Dr Syed Mansoor Hasnain, Consultant Radiation Oncologist, Tawam Hospital was the next to present his study regarding treatment modalities for breast cancer patients in the UAE. The talk demonstrated among other things the role the Chemotherapy, Radiotherapy, and other supportive departments such as National Cancer Referral Centre and Tawam Hospital Breast Cancer Centre in UAE, are playing in tackling the growing needs of effective treatment of cancer patients, especially breast cancer patients. According to the SEHA Central Cancer Registry, breast cancer patients constitute more than 33% of total cancer patients among Nationals and more that 45% among residents.
Similar data of UAE cancer patients’ statistics compared to world-wide incidence was shown by the third speaker, Dr Muneezeh Liaqat from Pathology and Laboratory Medicine Institute, Cleveland Clinic Abu Dhabi. Dr Liaqat also showed the top ten types of cancer in the UAE and related statistics in terms of gender. Her presentation also focused on the importance of screening programs and how they have been proven to result in a substantial reduction in mortality from cancer and in particular breast cancer through routine mammography screening.
The fourth speaker, Dr Gehad ElGhazali from Sheikh Khalifa Medical City described the relationship between Breast cancer and the Immune system with emphasis on possible reasons of low immunogenicity in breast cancer cells.

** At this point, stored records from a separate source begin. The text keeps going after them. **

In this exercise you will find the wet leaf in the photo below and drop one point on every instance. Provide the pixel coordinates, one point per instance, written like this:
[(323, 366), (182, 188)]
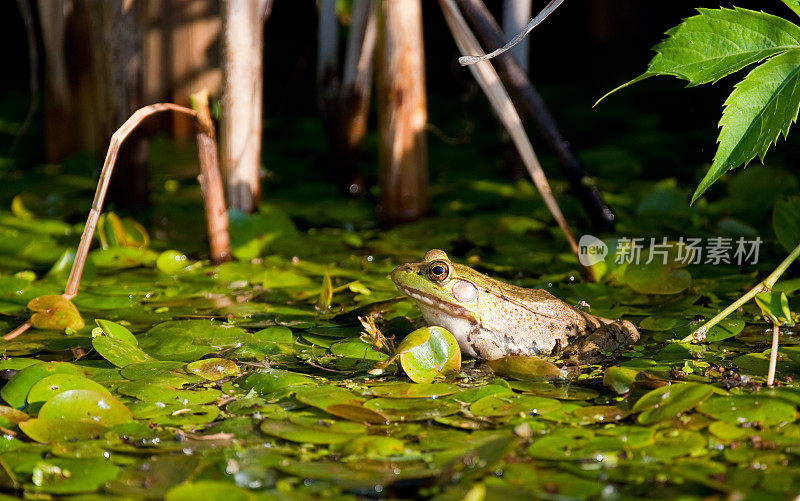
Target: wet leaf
[(119, 352), (57, 430), (214, 369), (749, 409), (208, 490), (670, 401), (72, 476), (526, 368), (428, 353), (54, 312), (507, 405), (116, 331), (412, 409), (410, 390), (86, 405), (172, 261), (50, 386), (15, 392), (316, 432)]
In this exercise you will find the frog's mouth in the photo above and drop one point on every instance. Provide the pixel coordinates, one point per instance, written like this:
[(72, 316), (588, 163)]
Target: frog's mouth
[(432, 302)]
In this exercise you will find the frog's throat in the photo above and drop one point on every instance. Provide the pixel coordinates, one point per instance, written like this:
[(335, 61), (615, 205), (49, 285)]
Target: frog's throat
[(432, 302)]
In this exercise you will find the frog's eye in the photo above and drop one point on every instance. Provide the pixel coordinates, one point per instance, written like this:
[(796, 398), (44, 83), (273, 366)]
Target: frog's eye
[(438, 271)]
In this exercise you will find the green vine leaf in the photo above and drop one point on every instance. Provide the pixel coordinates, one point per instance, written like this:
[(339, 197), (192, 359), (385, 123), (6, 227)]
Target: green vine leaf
[(794, 5), (761, 108)]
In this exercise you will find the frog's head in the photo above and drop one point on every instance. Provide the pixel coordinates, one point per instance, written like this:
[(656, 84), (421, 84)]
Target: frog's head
[(437, 282)]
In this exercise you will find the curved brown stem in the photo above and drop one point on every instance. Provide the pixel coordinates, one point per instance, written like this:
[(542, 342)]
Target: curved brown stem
[(212, 188)]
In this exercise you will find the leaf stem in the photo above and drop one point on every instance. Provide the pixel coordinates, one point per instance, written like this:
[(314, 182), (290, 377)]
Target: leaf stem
[(765, 285), (773, 355)]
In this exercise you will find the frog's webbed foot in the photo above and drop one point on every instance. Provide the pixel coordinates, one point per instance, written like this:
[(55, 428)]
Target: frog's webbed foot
[(603, 342)]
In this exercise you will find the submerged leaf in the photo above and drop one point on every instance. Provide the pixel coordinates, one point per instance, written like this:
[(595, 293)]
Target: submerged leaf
[(55, 312)]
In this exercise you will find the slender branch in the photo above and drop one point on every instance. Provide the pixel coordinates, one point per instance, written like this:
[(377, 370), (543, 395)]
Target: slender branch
[(765, 285), (211, 181), (773, 356), (212, 191), (534, 110), (489, 81), (102, 187), (19, 330)]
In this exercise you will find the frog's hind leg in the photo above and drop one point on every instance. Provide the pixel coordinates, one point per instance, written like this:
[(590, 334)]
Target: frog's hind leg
[(605, 340)]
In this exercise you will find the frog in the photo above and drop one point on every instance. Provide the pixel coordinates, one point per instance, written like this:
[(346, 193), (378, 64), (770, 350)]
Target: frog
[(492, 319)]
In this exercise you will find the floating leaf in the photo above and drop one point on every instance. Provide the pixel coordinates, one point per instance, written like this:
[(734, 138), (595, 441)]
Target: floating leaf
[(15, 392), (57, 430), (55, 312), (86, 405), (72, 476), (339, 402), (670, 401), (749, 409), (318, 432), (172, 261), (268, 380), (775, 306), (214, 369), (410, 390), (51, 386), (208, 490), (412, 409), (428, 353), (600, 414), (116, 331), (526, 368), (118, 352), (507, 405)]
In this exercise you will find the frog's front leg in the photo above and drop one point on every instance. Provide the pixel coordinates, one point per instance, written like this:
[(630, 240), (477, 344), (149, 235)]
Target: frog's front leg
[(604, 340)]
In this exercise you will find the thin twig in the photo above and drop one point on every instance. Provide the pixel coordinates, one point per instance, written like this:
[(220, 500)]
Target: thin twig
[(211, 182), (773, 356), (549, 8), (490, 82), (765, 285)]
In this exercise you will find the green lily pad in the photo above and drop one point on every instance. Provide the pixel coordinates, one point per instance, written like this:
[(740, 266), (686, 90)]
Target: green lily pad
[(209, 490), (150, 369), (55, 312), (600, 414), (72, 476), (10, 416), (410, 390), (339, 402), (574, 445), (317, 432), (214, 369), (86, 405), (50, 386), (670, 401), (566, 391), (172, 261), (526, 368), (412, 409), (268, 380), (749, 409), (117, 331), (57, 430), (119, 352), (507, 405), (428, 353), (15, 392), (154, 477)]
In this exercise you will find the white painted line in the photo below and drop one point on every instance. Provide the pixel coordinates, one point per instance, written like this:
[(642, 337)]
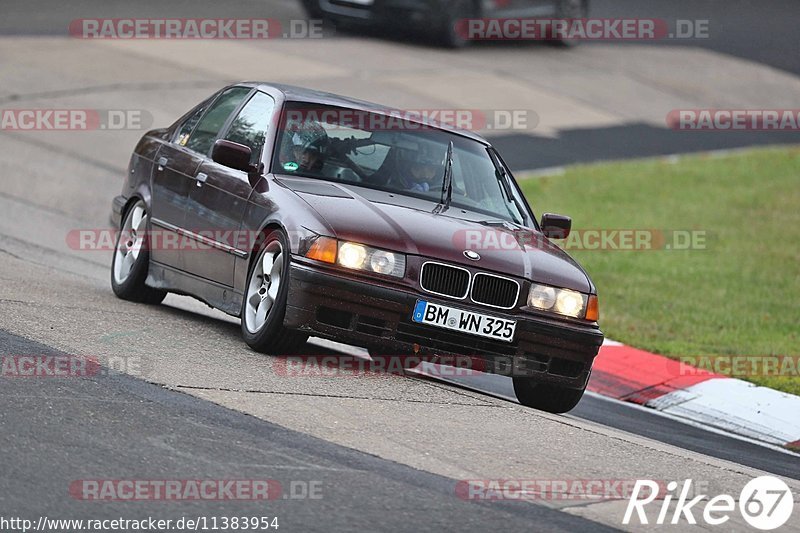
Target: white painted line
[(692, 423), (736, 406)]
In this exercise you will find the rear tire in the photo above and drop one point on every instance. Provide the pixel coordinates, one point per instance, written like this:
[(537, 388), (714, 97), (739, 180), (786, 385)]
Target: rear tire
[(545, 396), (131, 259), (264, 302)]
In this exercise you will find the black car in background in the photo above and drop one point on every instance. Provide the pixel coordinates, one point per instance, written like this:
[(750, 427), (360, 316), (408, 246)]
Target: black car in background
[(438, 17)]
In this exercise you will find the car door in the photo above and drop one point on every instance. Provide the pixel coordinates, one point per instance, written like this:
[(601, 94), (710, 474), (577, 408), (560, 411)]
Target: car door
[(174, 172), (218, 200)]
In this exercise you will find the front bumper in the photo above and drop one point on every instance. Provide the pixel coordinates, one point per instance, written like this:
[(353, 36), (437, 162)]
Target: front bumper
[(367, 314), (420, 12)]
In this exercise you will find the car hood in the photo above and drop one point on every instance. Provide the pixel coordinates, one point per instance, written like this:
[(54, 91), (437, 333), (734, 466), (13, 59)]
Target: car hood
[(406, 224)]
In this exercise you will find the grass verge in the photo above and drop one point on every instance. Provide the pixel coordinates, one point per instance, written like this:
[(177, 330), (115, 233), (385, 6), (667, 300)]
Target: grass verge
[(736, 295)]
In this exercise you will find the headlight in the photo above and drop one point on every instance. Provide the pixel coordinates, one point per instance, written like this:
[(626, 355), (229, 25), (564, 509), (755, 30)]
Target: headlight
[(562, 301), (358, 257)]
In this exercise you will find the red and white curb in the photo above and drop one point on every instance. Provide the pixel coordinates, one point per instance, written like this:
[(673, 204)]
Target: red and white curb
[(708, 399)]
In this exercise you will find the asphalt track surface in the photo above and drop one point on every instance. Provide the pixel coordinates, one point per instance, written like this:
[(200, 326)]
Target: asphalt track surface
[(121, 427), (128, 429)]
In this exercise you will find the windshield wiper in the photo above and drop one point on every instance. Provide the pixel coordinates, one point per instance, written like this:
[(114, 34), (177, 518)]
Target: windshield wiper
[(447, 181), (502, 177)]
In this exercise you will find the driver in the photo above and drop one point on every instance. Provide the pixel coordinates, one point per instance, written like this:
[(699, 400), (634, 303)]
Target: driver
[(424, 171), (310, 155), (304, 147)]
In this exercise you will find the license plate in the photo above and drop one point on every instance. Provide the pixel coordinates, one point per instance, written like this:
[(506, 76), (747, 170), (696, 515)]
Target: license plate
[(465, 321)]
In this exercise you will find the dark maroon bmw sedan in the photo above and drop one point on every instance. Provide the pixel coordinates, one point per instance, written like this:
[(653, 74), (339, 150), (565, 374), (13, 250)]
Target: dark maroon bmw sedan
[(306, 213)]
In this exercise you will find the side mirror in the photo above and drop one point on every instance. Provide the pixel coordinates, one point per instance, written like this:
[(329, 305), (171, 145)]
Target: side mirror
[(555, 226), (233, 155)]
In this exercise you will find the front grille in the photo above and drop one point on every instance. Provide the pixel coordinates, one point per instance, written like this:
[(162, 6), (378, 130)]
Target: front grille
[(445, 280), (494, 291)]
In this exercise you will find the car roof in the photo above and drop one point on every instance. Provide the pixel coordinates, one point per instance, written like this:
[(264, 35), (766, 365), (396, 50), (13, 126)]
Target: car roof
[(302, 94)]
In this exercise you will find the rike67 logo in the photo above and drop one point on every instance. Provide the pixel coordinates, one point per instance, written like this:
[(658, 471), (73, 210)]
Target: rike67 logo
[(765, 503)]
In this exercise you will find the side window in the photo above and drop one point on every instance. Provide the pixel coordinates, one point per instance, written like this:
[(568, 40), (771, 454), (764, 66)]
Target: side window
[(250, 126), (201, 139), (185, 129)]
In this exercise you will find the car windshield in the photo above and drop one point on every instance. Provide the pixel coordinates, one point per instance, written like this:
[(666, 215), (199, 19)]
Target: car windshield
[(388, 153)]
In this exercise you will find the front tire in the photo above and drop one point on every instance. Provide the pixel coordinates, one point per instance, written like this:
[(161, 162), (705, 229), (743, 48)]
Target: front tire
[(131, 259), (545, 396), (264, 303)]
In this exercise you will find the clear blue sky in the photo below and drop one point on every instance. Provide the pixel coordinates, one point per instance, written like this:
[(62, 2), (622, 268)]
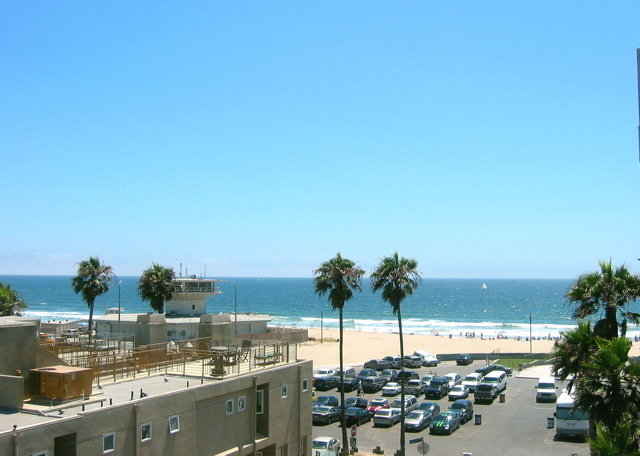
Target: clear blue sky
[(484, 139)]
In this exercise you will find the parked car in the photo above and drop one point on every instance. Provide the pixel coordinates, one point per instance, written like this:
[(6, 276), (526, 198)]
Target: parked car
[(372, 384), (356, 415), (386, 417), (417, 420), (408, 375), (394, 361), (445, 423), (377, 364), (472, 380), (491, 367), (325, 446), (348, 384), (458, 392), (464, 359), (359, 402), (389, 375), (463, 407), (325, 415), (391, 389), (325, 383), (485, 392), (438, 388), (364, 373), (324, 373), (412, 361), (377, 404), (410, 403), (454, 378), (415, 387), (326, 401), (428, 359), (431, 407)]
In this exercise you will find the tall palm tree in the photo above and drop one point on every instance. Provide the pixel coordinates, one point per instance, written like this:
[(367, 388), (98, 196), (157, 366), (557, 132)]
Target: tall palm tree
[(10, 301), (397, 277), (609, 290), (340, 277), (91, 280), (156, 286)]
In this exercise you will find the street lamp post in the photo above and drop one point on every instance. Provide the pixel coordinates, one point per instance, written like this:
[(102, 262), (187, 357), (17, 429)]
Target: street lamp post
[(235, 305)]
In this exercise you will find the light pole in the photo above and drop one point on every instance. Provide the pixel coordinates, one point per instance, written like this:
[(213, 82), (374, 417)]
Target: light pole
[(235, 305)]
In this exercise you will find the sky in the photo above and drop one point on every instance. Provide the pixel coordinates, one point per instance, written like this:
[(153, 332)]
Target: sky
[(258, 139)]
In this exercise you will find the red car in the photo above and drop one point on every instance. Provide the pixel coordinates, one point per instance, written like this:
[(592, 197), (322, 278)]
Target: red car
[(377, 404)]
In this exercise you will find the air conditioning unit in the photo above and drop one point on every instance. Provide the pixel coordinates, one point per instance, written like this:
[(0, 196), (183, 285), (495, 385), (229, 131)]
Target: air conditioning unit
[(60, 382)]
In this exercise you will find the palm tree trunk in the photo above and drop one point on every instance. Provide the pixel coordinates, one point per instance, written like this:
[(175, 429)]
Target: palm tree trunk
[(345, 444), (402, 443)]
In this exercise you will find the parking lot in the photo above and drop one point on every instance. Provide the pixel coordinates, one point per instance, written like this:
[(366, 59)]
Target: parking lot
[(517, 426)]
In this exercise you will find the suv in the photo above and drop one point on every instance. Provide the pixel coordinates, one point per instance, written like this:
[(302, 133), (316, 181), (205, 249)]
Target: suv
[(408, 375), (438, 388), (415, 387), (372, 384)]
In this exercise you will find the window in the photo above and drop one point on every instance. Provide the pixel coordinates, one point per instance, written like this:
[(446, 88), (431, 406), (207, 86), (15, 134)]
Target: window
[(174, 424), (145, 432), (259, 402), (108, 443)]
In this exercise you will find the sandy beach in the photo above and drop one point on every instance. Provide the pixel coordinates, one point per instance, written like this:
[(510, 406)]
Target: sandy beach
[(362, 346)]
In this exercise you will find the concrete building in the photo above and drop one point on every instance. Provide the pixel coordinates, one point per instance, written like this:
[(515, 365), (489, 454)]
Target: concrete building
[(264, 410)]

The colloquium is the first step of a broader project to investigate and promote the implementation of the advanced technology of the Lymphocyte Apoptosis Assay (LAA) in the treatment of cancer patients in the UAE to predict a negative response to radiation therapy. The assay helps both hypersensitive individuals by permitting appropriate therapies to be selected; and resistant individuals by increasing cure rates. The LAA presents a road map for the future to determine the mechanism of treatment for each cancer patient taking the necessary measures to limit any negative side-effects stemming from radiation therapy.